If you want to explore the full multimodal model catalogue on DeepInfra, the models page lists all available vision and multimodal variants alongside their specs and pricing.

The model family is also built with fine-tuning in mind, with compatibility across JAX, Keras, Unsloth, and other frameworks. Weights are distributed under an Apache 2.0 license, meaning no restrictions on commercial use or modification.

Getting Started on DeepInfra

Gemma 4 is available on DeepInfra now. Pricing is straightforward: $0.07 per 1M input tokens and $0.34 per 1M output tokens. For a 25.2B-parameter MoE model running at fp8 precision with a 256K context window — activating only ~3.8B parameters at inference time — that’s a competitive price point for the capability on offer. Function calling, JSON output, and multimodal input are all supported out of the box. You can review the full DeepInfra pricing page if you want to compare costs across models before committing.
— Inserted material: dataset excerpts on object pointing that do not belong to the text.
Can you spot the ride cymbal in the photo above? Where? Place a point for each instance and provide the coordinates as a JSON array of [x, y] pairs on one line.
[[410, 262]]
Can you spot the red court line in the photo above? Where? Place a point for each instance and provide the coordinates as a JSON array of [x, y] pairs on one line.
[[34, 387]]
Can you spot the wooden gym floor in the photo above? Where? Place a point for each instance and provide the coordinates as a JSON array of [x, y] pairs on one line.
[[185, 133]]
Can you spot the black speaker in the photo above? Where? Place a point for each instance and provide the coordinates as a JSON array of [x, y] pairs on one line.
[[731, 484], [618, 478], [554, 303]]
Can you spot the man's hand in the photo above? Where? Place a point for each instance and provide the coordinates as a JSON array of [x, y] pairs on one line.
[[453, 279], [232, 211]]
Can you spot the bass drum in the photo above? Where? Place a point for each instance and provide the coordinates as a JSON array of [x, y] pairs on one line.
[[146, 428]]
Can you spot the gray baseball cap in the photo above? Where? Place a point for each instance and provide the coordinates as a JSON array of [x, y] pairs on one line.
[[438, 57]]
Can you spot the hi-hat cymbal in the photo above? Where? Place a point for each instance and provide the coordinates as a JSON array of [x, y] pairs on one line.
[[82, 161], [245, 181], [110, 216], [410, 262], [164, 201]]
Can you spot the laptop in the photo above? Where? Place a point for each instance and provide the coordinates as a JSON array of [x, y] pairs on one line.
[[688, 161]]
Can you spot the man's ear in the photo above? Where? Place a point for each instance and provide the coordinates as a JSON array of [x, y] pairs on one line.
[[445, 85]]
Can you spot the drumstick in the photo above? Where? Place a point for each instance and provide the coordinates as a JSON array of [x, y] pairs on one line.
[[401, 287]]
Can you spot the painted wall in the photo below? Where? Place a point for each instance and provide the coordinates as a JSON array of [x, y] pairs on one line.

DeepInfra exposes the model through an OpenAI-compatible API with no infrastructure setup required — swap the base URL and your token, and your existing OpenAI client code works as-is. Billing is usage-based with no commitments, and the platform operates with a zero-retention data policy and is SOC 2 and ISO 27001 certified.

If you’d prefer to start with a lighter model to prototype before scaling up, Gemma 3 4B is also available on DeepInfra for lower-cost experimentation.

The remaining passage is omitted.